Admiro o trabalho de Ace Frehley há pelo menos uma década e, por mais que seja considerado por muitos um músico simplório, continuo descobrindo detalhes em suas músicas e em seu estilo de tocar. Há uma dicotomia interessante nessa relação: o Spaceman faz clichês ficarem imprevisíveis.
Certa vez, em uma conversa informal, um amigo cravou que Ace Frehley era “Keith Richards sem a grife”. Com o passar do tempo, entendi o porquê. Aliás, há vários motivos que tornam essa premissa verdadeira.
Em primeiro lugar, estão os óbvios vícios. Por décadas, Ace Frehley e Keith Richards foram bombas tóxicas. Não só bebiam, como usavam todos os tipos de drogas. O destino foi um pouco mais ingrato com Frehley, que sofreu um acidente sério de carro no ano de 1983 enquanto dirigia alcoolizado e cuja percepção ficou afetada com os abusos.
Ainda assim, as trajetórias são semelhantes. Eles, inclusive, chegaram a se encontrar em determinado momento de suas vidas. Em entrevista ao Slusphile, o editor Jeremie Ruby-Strauss, que trabalhou na biografia de Ace Frehley, “No Regrets”, relembrou a história. “Em nosso primeiro encontro ele [Ace Frehley] contou sobre quando quis conhecer Keith Richards. Nenhum dos dois conseguia ficar de pé. Então, alguns assistentes os ajudaram, para que pudessem se cumprimentar. Apertaram as mãos antes que um desabasse para cada lado”, disse.
Nesse quesito – e é isso que dá a grife a Keith Richards –, a recepção é o diferencial. Os vícios de Richards são romantizados, pois o músico dos Rolling Stones é taxado de imortal. Já os de Ace Frehley são demonizados, já que, por inúmeras vezes, Paul Stanley e Gene Simmons creditaram as desavenças que o levaram para fora do KISS aos problemas do guitarrista com tóxicos. Os próprios fãs condenam o Spaceman – pode não parecer, mas a base de fãs do KISS é bastante conservadora.
Em termos musicais, nem se fala. Ace Frehley foi claramente influenciado por Keith Richards. Os dois também têm referências em comum: foram formados pela “escola Chuck Berry” de guitarristas de rock n’ roll, com uso de escalas pentatônicas, palhetadas aparentemente desordenadas e muita intuição no estilo de tocar.

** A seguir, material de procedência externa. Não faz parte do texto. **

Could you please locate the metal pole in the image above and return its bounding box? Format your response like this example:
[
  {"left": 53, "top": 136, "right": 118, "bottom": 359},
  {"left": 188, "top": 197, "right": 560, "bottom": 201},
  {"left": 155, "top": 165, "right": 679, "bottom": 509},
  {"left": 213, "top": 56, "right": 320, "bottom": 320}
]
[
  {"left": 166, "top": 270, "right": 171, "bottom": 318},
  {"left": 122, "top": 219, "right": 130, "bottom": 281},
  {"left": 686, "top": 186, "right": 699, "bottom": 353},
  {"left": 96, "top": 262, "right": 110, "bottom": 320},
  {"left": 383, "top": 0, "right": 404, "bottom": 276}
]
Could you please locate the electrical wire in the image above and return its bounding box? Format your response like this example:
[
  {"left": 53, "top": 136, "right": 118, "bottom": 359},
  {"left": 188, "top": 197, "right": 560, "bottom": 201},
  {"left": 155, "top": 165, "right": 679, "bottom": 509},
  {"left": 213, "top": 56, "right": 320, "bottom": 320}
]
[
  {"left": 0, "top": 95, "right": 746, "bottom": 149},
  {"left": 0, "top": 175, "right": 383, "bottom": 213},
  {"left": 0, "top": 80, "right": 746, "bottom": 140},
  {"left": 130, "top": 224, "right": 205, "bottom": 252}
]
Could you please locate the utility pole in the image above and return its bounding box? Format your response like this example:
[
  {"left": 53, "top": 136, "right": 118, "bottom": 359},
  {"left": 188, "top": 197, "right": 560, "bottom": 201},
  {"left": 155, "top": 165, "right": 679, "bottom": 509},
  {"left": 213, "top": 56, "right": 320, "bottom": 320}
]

Por outro lado, enquanto Keith Richards é, ao lado de Mick Jagger, uma das lideranças dos Rolling Stones, Ace Frehley era como a terceira (ou até quarta) força do KISS. Inicialmente, pouco participava do processo de criação, sempre capitaneado por Paul Stanley e Gene Simmons – e com Peter Criss querendo entrar nesse meio. Conquistou espaço com boas músicas e ganhou confiança até mesmo para cantar. Quando começava a ter mais participação nos discos, como teve em “Dynasty” e “Unmasked”, também teve início a sua derrocada causada pelos abusos.
Ace Frehley é Keith Richards sem a grife e isso só pode ser um elogio. Frehley fez história com o KISS – algo que, provavelmente, em alguma banda com músicos mais desleixados e indisciplinados, não conseguiria. Errático, o Spaceman sempre se segurou com seu talento. Faz até um disco de covers (“Origins Vol. 1”) soar diferenciado. Richards é um pouco mais disciplinado e criativo, mas ainda tem inúmeras semelhanças com o colega americano.